World-wide research also reports estrogen has protective properties against cardiovascular disease in premenopausal women, and that the risk for atherosclerosis begins to rise as estrogen levels decline after menopause. Substantial evidence supports the use of hormone replacement therapy for primary prevention of atherosclerosis in women, but only if started during the early postmenopausal period and before the onset of atherosclerosis. Once atherosclerosis has already developed, however, HRT has no effect at reversing the process and may actually promote heart attack or stroke. This largely explains the different outcomes from the Women's Health Initiative compared to other studies. The average age of women in the WHI was 62 (and many already had heart disease); that is an average of 12 years beyond the onset of menopause.

What about an increase in cancer risk with hormone replacement therapy? Provera (synthetic progestin) appears to be the culprit regarding breast cancer risk, not estrogen. It should be noted that the WHI found no increase in breast cancer deaths or total cancer deaths in either trial. Other recent trials, the NHANES and USC study, did not find any evidence of an increased risk for breast cancer.

The conclusion from this and previous studies is that the synthetic progestin used in the HRT trial of the WHI increases a woman's risk for breast cancer.

When I ask my patients what they are most afraid of when it comes to diseases that they may suffer from, they say ... breast cancer. The truth is most American women will be afflicted by or die from heart disease.

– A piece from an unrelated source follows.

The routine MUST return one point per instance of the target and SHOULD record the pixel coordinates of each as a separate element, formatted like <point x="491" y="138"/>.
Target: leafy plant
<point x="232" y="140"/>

Then there is osteoporosis, a progressive bone disease, of which 40 percent will be affected by and ultimately die of. Estradiol (one of the natural estrogens found in the female body) is the No. 1 protectant of bone loss and cardiovascular disease and natural progesterone is one of the most protectants against breast cancer in my opinion and from world-wide studies.

As a health care provider I am compelled to look at the evidence both old and new. I am at the front line and desire to share the truth with women so that they become a partner in their health decisions for long-term disease prevention.